“Unendowed but Not Unimportant,” Ensign, March 2018
Being baptized for those who died without being baptized for themselves is a new and exciting experience for a young woman or a young man. But for those of us in our early twenties, it’s easy to wonder if there’s a place for us in the temple. We don’t fit in with the teenagers in the baptistry, but we aren’t endowed like many of our peers who have served missions or gotten married.
I was blessed to live near the Idaho Falls Idaho Temple. During my last year of high school, I noticed that one of my friends arrived at school every Thursday wearing church clothes, her hair dripping wet. When I asked her why, she said, “I do temple baptisms every Thursday morning before school. You should come with me!”
I spent the next several months enjoying going to the temple regularly. It was wonderful. Over spring break that year, some friends and I took a road trip to Salt Lake City. We stayed in different cities along the way and visited the temple baptistry in each one. Among all the activities that weekend, our temple visits were the highlight.
The next fall, I found myself at Brigham Young University in Provo, Utah … all alone. Most of my high school friends stayed in Idaho for college, then departed one by one on full-time missions while I stayed in school—feeling that a full-time mission was not the Lord’s intention for me.
One day I came to a startling realization: it had been over a year since I had been to the temple. But when I went back, everything was different. I was alone, though I was surrounded by teenagers. Even if my friends had been there, they were endowed. When they went to the temple, they would be going somewhere I could not yet go.
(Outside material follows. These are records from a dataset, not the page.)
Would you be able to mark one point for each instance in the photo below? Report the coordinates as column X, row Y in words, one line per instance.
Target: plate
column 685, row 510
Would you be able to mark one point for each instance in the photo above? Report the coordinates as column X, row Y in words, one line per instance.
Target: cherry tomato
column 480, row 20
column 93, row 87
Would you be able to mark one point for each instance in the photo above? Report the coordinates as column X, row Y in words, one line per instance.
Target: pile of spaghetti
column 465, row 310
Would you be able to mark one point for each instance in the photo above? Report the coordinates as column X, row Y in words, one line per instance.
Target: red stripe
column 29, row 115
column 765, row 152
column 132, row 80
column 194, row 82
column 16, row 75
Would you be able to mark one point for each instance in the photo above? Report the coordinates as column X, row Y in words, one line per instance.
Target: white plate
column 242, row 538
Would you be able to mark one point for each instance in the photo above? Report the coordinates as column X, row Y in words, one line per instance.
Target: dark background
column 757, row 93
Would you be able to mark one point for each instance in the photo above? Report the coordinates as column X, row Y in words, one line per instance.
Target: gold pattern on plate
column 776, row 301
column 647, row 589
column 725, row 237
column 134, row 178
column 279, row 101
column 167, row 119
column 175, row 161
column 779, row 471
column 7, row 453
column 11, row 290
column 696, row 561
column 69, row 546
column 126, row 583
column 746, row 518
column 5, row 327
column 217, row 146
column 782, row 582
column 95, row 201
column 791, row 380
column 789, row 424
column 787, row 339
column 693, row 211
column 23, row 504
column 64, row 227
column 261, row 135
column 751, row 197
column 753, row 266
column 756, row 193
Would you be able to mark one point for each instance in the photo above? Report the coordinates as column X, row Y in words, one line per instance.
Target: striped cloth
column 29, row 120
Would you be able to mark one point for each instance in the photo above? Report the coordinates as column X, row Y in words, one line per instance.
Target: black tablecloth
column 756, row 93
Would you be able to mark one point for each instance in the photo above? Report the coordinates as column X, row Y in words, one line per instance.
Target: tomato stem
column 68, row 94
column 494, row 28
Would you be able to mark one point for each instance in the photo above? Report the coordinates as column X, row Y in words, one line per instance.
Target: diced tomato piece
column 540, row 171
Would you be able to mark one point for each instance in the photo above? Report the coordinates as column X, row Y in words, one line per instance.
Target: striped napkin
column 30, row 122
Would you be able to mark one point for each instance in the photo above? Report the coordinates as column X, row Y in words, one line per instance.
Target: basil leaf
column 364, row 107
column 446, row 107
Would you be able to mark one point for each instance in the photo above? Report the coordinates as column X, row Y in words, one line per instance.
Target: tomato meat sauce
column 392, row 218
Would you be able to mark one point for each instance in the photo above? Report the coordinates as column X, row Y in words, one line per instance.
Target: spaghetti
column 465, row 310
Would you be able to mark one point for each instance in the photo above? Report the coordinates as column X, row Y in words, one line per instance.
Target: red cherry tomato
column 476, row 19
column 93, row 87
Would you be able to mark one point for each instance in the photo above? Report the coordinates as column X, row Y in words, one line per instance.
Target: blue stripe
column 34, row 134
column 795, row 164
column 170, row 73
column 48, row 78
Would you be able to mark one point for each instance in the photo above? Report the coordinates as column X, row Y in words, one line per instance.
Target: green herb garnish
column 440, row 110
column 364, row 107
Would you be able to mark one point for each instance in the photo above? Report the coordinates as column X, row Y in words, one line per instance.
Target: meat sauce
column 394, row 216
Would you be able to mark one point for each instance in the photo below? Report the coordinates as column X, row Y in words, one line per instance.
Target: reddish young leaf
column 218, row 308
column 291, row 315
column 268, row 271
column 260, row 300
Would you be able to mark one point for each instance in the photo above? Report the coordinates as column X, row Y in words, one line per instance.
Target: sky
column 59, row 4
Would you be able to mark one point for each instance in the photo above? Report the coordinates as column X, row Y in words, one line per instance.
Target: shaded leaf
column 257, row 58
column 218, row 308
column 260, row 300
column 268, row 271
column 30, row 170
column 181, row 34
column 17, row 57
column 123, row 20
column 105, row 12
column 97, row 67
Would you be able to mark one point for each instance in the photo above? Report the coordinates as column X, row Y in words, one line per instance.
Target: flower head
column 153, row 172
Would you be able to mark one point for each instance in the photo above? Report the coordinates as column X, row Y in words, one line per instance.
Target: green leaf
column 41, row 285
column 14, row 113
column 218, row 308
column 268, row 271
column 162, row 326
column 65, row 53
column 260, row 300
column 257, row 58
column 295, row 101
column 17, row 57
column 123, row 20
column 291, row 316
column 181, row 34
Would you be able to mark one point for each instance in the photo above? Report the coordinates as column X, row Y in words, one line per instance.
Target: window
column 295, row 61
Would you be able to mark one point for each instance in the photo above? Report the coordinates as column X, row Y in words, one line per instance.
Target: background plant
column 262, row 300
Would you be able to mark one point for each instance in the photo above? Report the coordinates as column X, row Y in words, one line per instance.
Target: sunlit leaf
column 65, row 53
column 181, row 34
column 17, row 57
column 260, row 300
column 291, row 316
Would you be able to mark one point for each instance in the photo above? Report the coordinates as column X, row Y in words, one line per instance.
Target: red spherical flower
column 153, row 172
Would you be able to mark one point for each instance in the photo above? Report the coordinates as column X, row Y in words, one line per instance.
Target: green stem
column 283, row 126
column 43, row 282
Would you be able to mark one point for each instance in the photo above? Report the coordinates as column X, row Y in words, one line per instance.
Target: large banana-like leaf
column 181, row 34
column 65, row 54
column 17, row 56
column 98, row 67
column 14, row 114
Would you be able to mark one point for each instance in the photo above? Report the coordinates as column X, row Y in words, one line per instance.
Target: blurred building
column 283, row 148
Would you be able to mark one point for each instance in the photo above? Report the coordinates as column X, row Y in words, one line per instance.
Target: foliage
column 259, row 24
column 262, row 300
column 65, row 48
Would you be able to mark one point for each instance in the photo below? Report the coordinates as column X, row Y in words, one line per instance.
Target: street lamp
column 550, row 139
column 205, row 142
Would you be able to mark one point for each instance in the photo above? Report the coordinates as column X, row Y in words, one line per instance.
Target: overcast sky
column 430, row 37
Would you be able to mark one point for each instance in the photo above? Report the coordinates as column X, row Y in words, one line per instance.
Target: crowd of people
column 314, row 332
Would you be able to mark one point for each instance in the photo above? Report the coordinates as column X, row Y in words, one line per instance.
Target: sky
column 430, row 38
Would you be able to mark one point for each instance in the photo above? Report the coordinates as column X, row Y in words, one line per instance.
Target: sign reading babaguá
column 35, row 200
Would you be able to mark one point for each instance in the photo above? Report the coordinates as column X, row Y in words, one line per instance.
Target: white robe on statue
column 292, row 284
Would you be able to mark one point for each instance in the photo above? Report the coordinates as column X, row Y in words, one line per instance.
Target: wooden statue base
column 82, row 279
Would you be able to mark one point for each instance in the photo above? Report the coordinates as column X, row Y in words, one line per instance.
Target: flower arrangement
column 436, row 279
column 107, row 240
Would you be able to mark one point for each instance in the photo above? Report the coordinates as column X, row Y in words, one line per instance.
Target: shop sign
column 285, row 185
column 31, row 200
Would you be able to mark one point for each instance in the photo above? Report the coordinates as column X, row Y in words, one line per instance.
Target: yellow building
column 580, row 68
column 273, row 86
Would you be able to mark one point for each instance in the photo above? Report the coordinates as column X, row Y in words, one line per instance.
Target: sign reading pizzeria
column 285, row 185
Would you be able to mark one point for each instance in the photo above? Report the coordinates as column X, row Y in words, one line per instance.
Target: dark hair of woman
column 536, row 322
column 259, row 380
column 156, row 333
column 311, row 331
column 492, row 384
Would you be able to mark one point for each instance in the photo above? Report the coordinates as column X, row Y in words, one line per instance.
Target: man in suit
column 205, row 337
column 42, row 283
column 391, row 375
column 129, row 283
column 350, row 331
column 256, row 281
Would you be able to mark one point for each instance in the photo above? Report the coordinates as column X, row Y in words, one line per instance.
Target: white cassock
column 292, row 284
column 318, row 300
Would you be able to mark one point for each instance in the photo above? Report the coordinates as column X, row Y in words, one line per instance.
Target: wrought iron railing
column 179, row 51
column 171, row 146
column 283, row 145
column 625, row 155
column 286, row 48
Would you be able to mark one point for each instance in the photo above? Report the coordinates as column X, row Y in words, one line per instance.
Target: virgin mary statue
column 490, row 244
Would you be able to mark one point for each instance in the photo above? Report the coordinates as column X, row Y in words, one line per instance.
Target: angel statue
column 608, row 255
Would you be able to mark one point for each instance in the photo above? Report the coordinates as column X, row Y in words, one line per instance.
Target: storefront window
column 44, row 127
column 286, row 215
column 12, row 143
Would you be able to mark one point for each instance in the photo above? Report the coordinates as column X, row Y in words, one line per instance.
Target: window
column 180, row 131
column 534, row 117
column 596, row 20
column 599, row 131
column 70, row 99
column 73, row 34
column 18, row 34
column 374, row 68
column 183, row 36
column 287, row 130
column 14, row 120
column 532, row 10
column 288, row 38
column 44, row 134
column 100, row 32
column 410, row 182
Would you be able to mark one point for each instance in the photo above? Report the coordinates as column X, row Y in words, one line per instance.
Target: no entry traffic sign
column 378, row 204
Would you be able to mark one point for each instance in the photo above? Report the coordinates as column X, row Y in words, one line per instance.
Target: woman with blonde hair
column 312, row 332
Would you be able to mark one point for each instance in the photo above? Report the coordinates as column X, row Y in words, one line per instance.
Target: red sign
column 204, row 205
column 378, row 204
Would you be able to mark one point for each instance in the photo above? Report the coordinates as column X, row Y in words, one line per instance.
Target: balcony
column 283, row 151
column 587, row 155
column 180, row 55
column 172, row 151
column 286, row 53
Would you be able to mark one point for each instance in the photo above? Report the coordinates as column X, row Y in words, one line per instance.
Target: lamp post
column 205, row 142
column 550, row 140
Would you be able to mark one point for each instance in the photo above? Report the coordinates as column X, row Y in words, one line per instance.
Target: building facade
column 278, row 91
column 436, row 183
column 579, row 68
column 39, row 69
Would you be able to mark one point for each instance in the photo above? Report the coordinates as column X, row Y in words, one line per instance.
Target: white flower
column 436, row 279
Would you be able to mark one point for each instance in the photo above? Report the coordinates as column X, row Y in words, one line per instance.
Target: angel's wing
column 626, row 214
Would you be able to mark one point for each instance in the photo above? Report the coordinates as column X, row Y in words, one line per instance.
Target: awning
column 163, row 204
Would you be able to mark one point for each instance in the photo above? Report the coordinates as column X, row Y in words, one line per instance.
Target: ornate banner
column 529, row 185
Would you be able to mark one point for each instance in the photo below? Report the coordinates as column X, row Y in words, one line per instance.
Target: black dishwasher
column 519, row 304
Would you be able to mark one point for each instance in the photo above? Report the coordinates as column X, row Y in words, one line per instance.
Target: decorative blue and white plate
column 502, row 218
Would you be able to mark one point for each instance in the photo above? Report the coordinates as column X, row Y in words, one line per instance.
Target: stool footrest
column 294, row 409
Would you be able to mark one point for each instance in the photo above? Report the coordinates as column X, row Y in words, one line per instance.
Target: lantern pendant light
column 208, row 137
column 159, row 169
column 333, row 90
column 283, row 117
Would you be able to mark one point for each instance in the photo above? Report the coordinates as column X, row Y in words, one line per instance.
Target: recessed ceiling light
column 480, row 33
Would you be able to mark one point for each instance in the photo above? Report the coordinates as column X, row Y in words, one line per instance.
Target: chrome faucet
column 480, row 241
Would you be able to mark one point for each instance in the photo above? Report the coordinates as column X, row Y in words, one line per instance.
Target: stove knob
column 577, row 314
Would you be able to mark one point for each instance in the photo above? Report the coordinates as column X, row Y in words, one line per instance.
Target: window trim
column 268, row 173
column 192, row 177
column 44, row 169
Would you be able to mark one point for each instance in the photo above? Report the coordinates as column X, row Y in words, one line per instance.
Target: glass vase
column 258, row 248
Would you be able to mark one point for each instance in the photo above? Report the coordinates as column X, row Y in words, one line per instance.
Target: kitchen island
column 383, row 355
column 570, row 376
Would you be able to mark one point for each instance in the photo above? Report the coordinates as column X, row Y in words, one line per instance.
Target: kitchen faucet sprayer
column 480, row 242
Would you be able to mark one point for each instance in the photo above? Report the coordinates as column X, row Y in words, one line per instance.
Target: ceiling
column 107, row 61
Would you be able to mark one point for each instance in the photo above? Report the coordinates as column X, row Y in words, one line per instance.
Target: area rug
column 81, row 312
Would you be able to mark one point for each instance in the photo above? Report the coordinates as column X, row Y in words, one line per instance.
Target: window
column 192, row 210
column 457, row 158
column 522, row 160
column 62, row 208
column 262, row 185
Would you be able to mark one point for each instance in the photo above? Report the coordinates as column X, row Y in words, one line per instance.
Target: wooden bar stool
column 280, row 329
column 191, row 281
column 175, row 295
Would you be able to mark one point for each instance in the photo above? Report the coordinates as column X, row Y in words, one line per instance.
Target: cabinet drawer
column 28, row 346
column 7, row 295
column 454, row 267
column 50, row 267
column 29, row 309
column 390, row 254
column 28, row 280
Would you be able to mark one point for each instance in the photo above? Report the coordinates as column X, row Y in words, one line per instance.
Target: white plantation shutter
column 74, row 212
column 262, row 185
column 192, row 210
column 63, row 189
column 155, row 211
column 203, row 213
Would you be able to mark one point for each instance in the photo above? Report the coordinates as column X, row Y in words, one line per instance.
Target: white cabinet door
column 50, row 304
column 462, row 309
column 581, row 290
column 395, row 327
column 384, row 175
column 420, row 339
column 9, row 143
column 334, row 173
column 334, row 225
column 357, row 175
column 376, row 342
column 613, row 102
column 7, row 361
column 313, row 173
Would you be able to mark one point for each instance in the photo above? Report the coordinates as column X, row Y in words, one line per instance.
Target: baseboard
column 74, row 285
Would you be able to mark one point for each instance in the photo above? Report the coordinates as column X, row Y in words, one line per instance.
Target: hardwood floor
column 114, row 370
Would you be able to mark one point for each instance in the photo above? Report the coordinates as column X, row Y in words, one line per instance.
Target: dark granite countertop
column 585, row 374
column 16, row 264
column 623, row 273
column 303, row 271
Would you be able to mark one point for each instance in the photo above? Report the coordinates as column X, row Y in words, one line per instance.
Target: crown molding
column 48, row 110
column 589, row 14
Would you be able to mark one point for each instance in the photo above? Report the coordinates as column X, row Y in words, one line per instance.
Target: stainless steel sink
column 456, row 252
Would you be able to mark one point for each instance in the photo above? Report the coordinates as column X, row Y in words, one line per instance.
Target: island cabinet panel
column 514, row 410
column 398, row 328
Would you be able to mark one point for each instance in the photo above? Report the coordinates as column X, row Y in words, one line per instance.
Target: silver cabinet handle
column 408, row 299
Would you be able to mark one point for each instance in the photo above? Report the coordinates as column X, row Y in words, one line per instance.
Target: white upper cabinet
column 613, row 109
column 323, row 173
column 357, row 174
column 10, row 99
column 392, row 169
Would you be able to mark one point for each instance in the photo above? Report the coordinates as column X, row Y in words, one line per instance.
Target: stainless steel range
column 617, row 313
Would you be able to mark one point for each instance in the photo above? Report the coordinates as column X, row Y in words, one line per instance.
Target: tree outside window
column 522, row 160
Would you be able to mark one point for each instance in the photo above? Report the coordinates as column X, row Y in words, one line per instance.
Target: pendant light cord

Looking around the temple baptistry, I wondered, “Is there still a place here for me?” I wasn’t going on a mission, I wasn’t getting married, and I felt like it wasn’t time for me to receive my own endowment yet. How could I still participate in the blessings of the temple?
Former Relief Society General President Julie B. Beck told young adults who are not yet endowed, “You can help keep temples busy. Temple and family history work is your work. Much depends on you!”1
Therefore, young adults who are not yet endowed: if you want to serve in the temple, don’t feel like the baptistry is just for 12- to 18-year-olds. And I can testify that there is nothing wrong with going alone. Sometimes sitting in the baptistry by myself has been more peaceful and spiritually enlightening than it was when I went with friends.
The following ideas have helped me make my time in the baptistry more meaningful as I prepare for the day when I receive my own endowment.
Attend the temple with the intention to learn; choose a question or gospel topic to ponder during quiet moments. You can also prepare for your visit by learning more about the significance of temple work in God’s plan for our happiness. The Church offers several helpful resources, including manuals, scripture reference guides, and classes. For example, I attend a temple preparation class every Sunday in order to learn more about the temple’s significance to the Church as a whole and to me personally.
Try incorporating family history into your temple experience. Take family names and do the temple work with your other family members. Learn about the lives of those ancestors whose names you take. Involve everyone, children and adults, in the process and use the time you spend together to strengthen your family relationships. President Thomas S. Monson (1927–2018) declared, “In my own family, some of our most sacred and treasured experiences have occurred when we have joined together in the temple to perform sealing ordinances for our deceased ancestors.”2
Commit to making the temple a priority in your life and consider setting some personal goals. Your goals might include attending regularly, ensuring that you always have a current temple recommend, or researching family names to take to the temple. Or your goals might be to visit the grounds of the nearest temple while you work with your bishop to be ready to go inside. I have started consciously preparing to receive my own endowment, just to help me focus on how I must live my life in order to achieve my goal. Planning for that time, whenever it may be, makes the temple a regular part of my life.
Remember to look back to identify blessings you received, both before and after going to the temple. This intentional appreciation can cultivate an “attitude of gratitude” for the temple and for the individuals whose work you are doing, even if they aren’t your own ancestors.
Furthermore, be aware that performing ordinances is not the only thing that allows us to receive temple blessings. President Russell M. Nelson said: “To each young adult I emphasize that the temple can bless you—even before you enter it. By maintaining a standard of moral conduct high enough to qualify for a temple recommend, you will find inner peace and spiritual strength.”3 During the time when I was feeling like I didn’t belong in the temple baptistry because of my age, I allowed my temple attendance to lapse. However, I will always be grateful that I never allowed my limited-use recommend to expire. Maintaining a temple-worthy life has protected me and surrounded me with people who bring me happiness and peace.
We cannot take the temple for granted. For those with access to temples: Go often. Go with friends. Go alone. No matter your age or circumstance, live worthily and make the temple part of your life—for your own “inner peace and spiritual strength,” as well as for the service of others. As President Monson reminded us, “There is much to be done in our temples in behalf of those who wait beyond the veil.”4 All worthy members are needed to do this work—endowed or not.